Abstract-Programming models like CUDA, OpenMP, OpenACC and OpenCL are designed to offload compute-intensive workloads to accelerators efficiently. However, the naive offload model, which synchronously copies and executes in sequence, requires extensive hand-tuning of techniques, such as pipelining to overlap computation and communication. Therefore, we propose an easy-to-use, directive-based pipelining extension for OpenMP to overlap data transfers and kernel computation. This extension can map data to a pre-allocated device buffer and can automate memory-constrained array indexing and sub-task scheduling. We evaluate a prototype implementation of our approach with three different applications. The experimental results show that our approach can reduce memory usage by 52% to 97% while delivering a 1.41× to 1.65× speedup over the naive offload model.
I. INTRODUCTION
Systems with accelerators, particularly GPUs, are becoming prominent on the Top500. Many purpose-built programming models have been created for accelerators, but rather than grapple with unfamiliar programming models, scientists often prefer to keep using their existing verified C or FORTRAN code. OpenMP 4 [1] and OpenACC [2] allow for the straightforward adoption of that existing code.

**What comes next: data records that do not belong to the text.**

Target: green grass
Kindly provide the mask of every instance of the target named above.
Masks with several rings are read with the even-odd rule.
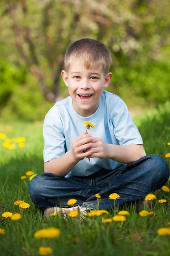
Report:
[[[167,161],[164,156],[170,152],[170,104],[160,106],[153,113],[145,113],[142,116],[133,119],[143,138],[147,154],[156,154]],[[156,231],[170,221],[169,193],[161,189],[154,192],[156,196],[153,210],[156,215],[142,217],[134,207],[125,206],[129,211],[127,221],[122,223],[113,222],[103,224],[99,216],[79,222],[78,219],[60,220],[57,216],[43,220],[42,213],[31,202],[28,192],[29,179],[20,179],[27,171],[34,174],[43,172],[42,137],[43,122],[4,123],[0,126],[0,132],[7,137],[19,137],[26,139],[25,148],[16,147],[9,150],[3,146],[0,140],[0,228],[5,234],[0,234],[0,255],[3,256],[34,256],[38,254],[39,247],[50,246],[54,250],[51,255],[94,256],[138,255],[157,256],[170,254],[170,236],[160,236]],[[12,126],[7,131],[8,125]],[[170,180],[166,185],[170,186]],[[165,198],[165,204],[158,203],[158,199]],[[17,200],[24,200],[30,207],[21,210],[14,206]],[[22,218],[17,221],[3,220],[2,214],[6,211],[20,212]],[[38,240],[34,238],[39,229],[49,227],[60,228],[61,234],[53,239]],[[77,237],[77,243],[72,241]]]

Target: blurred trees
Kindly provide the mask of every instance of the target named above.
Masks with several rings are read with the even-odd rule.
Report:
[[[72,41],[90,38],[111,53],[108,90],[156,102],[170,96],[168,0],[2,0],[0,8],[0,63],[12,64],[17,73],[26,70],[27,78],[17,81],[21,91],[24,86],[31,91],[32,81],[46,100],[57,101],[66,91],[60,75],[66,49]],[[1,108],[17,90],[5,97],[2,91]]]

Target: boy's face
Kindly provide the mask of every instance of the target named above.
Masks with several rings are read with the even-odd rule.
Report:
[[[112,77],[111,73],[104,75],[102,68],[87,70],[81,62],[75,61],[68,73],[62,76],[72,99],[73,106],[80,116],[87,117],[93,114],[99,106],[103,88],[107,88]],[[90,97],[80,97],[91,95]],[[82,98],[82,99],[81,99]]]

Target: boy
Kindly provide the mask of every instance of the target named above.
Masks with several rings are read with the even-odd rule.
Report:
[[[103,90],[112,77],[111,62],[108,49],[94,39],[77,40],[66,50],[61,75],[70,96],[45,116],[44,173],[28,188],[35,206],[45,209],[45,216],[60,211],[67,215],[74,209],[67,204],[71,198],[76,200],[74,209],[79,206],[85,213],[96,209],[96,193],[101,196],[99,209],[109,210],[114,207],[110,194],[120,196],[116,206],[121,207],[144,198],[168,179],[166,161],[146,156],[125,102]],[[84,121],[94,125],[91,134],[85,134]]]

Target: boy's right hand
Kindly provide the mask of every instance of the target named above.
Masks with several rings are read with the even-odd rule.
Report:
[[[88,157],[93,153],[92,150],[85,150],[90,148],[92,145],[92,134],[88,133],[78,136],[72,141],[72,151],[74,160],[79,162],[85,157]],[[90,144],[91,143],[91,144]]]

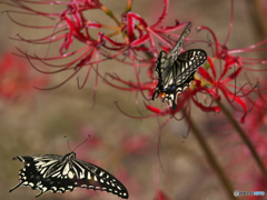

These models use a similar offload approach Users ensure that the accelerator can access their data. They then launch their computation on the accelerator and ensure that the results are available on the host when needed. These data transfers can take a large portion of execution time under this naive offload model. Further, the data often does not fit in the device memory of the accelerator because scientific applications frequently use large data arrays or matrices. As a consequence, the user must manually split the data and the associated computation, which can involve significant code changes. To address these issues, we extend OpenMP to automate the partitioning of the data and the overlapping of data transfers with computation through pipelining. These extensions allow data to be mapped into a small buffer to reduce memory usage. This paper makes the following contributions: (1) a comprehensive initial study that identifies limitations of current programming extensions for GPU devices; (2) a new directivebased pipelined extension for OpenMP that automates the overlap of data transfers and kernel computation and the reduction of GPU memory consumption; (3) a prototype implementation of our approach; and (4) a detailed evaluation of our approach for three applications on an AMD Radeon 7970 GPU and a NVIDIA K40m GPU. Our results demonstrate that our approach can provide a 1.41× to 1.65× speedup while reducing memory usage 52% to 97% over the naive offload model.
II. BACKGROUND
Supercomputers are increasingly being equipped with accelerators, such as GPUs, FPGAs, APUs, and co-processors like the Intel Xeon Phi. Programming these accelerators requires the use of alternative programming models or language extensions such as CUDA, OpenMP, OpenACC, and OpenCL.
OpenMP is a directive-based extension for FORTRAN, C and C++ that is best known for providing portable multithreading on shared-memory multicore systems [3] . Since OpenMP 4.0, OpenMP has included device constructs that target offload to an accelerator with a potentially distinct memory space. This OpenMP support for accelerators is still relatively nascent, offering opportunities for improvements [4] .
CUDA is a parallel computing framework from NVIDIA, targeting only NVIDIAs GPUs. It is currently one of the most widely used programming models for GPUs despite its lack of portability. CUDA often requires the programmer to re-factor their code significantly.
OpenCL is a low-level model that is similar to CUDA. Existing OpenCL implementations offer portability across GPUs, multicore CPUs, co-processors, and FPGAs. However, OpenCL provides a complex, very low-level API that requires significantly more code than even CUDA.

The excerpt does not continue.